Even the state agency psychologists agreed that Mr. Phillips was more limited than just the complexity of the instructions. Indeed, the ALJ indicated he was crediting the state agency psychologist's opinion but then did not adopt the opinion. Dr. Jacobs specifically indicated that Mr. Phillips would have moderate limitations in the following areas related to concentration, persistence, and pace: the ability to carry out detailed instructions, the ability to maintain concentration for extended periods, the ability to complete a normal workweek and workday without psychologically based interruptions, and to perform at a consistent pace and without an unreasonable number of rest periods. Tr. 488-489. The ALJ did not incorporate any of these limitations into his RFC and instead simply limited the claimant to performing "simple instructions" which is generally interpreted by vocational experts as unskilled work.
The question of concentration, persistence, and pace centers on not just the complexity of the task but also upon the ability of the claimant to persist in the required levels of concentration to maintain full-time work. Under SSR 96-6p, the ALJ cannot ignore state agency medical expert opinions. The ALJ never explained why he was not crediting the "persistence and pace" part of the limitations and why he was only focusing generally on the concentration aspect of this category. . . .
The court finds no error with respect to the specific moderate limitations opined by Dr. Jacobs. While plaintiff is correct that Dr. Jacobs expressed the opinion that plaintiff had moderate limitations in areas of concentration, persistence, and pace, defendant is also correct that, notwithstanding these specific limitations, Dr.
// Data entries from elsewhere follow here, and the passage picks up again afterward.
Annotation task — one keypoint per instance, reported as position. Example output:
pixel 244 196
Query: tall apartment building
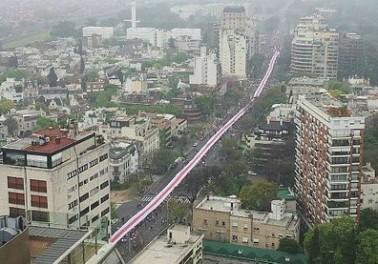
pixel 233 54
pixel 329 147
pixel 350 54
pixel 222 219
pixel 56 176
pixel 237 41
pixel 315 48
pixel 234 18
pixel 205 69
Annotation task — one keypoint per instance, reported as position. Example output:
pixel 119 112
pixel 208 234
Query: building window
pixel 15 183
pixel 16 198
pixel 38 186
pixel 40 216
pixel 83 168
pixel 94 176
pixel 103 157
pixel 71 174
pixel 94 219
pixel 39 201
pixel 84 212
pixel 94 191
pixel 14 212
pixel 105 198
pixel 72 219
pixel 94 205
pixel 93 163
pixel 72 205
pixel 105 212
pixel 84 197
pixel 104 185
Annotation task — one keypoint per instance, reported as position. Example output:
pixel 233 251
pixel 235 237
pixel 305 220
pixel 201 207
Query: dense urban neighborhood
pixel 177 132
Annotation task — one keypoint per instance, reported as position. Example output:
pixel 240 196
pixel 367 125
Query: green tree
pixel 371 141
pixel 177 211
pixel 52 78
pixel 162 160
pixel 258 196
pixel 12 126
pixel 206 104
pixel 368 219
pixel 337 241
pixel 289 245
pixel 367 249
pixel 6 105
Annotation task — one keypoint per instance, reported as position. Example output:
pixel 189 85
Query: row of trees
pixel 344 242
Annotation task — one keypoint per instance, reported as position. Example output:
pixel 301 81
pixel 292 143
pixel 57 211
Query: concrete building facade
pixel 179 246
pixel 222 219
pixel 205 69
pixel 329 149
pixel 315 48
pixel 56 176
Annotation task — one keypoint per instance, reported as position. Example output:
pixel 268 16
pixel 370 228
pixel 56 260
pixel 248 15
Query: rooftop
pixel 161 251
pixel 241 252
pixel 234 9
pixel 308 81
pixel 46 141
pixel 223 204
pixel 63 241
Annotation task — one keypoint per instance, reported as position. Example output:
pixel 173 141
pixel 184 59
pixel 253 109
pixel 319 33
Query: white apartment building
pixel 56 176
pixel 233 54
pixel 234 18
pixel 315 48
pixel 12 89
pixel 193 33
pixel 305 86
pixel 179 246
pixel 104 32
pixel 157 38
pixel 139 129
pixel 205 69
pixel 329 143
pixel 124 159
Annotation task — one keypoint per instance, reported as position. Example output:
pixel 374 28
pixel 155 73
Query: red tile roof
pixel 57 140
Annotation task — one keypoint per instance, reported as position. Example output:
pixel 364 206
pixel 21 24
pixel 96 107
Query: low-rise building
pixel 26 120
pixel 56 176
pixel 305 86
pixel 48 243
pixel 135 128
pixel 179 246
pixel 123 161
pixel 3 129
pixel 223 219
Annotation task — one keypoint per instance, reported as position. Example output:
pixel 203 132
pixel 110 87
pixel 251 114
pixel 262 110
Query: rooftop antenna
pixel 133 19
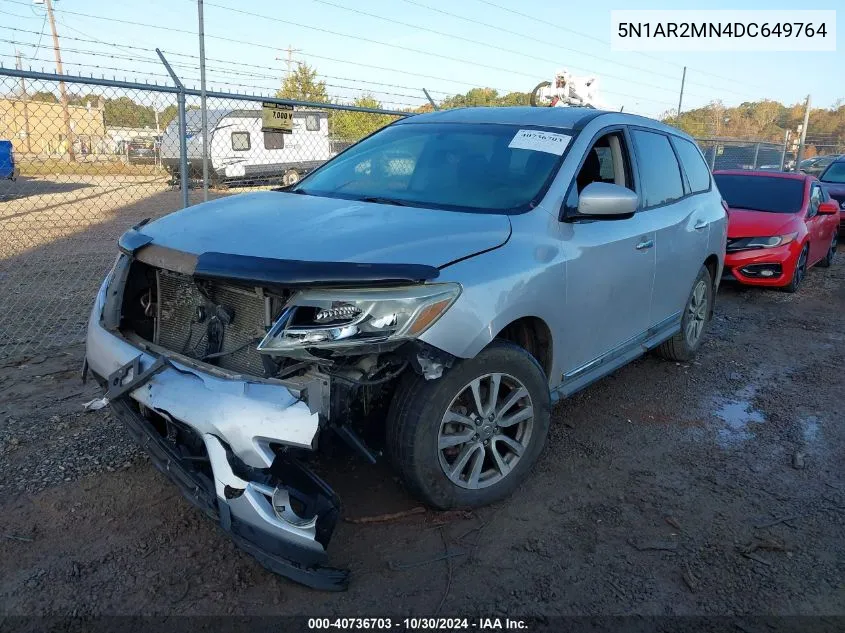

Jacobs' overall opinion was that plaintiff "can understand, remember, and carry out simple and some detailed but not complex instructions; he can sustain CPP [concentration/persistence/pace] for simple work for a regular workday; get along with others and adapt to changes in the workplace." Contrary to plaintiff's characterization of the evidence, Dr. Jacobs' opinion is consistent with the ALJ's hypothetical question with respect to concentration, persistence, and pace.
Though the ALJ's hypothetical question was accurate as to concentration, persistence, and pace, the court finds that the hypothetical question does not necessarily describe all of plaintiff's limitations. As discussed above, the ALJ erred by not providing reasons for silently rejecting the limitations opined by Drs. Wong and Garfinkel. If those are indeed valid limitations that the ALJ should have accepted, then it was error not to include them in the hypothetical questions posed to the vocational expert.
For the foregoing reasons, this matter will be remanded under sentence four of 42 U.S.C. § 405(g) for further development of the record and/or further findings addressing the deficiencies noted above.
Accordingly, IT IS HEREBY ORDERED that:
1. Plaintiff's motion for summary judgment (Doc. 21) is granted;
2. The Commissioner's cross motion for summary judgment (Doc. 22) is denied;
3. This matter is remanded for further proceedings consistent with this order; and
4. The Clerk of the Court is directed to enter judgment and close this file.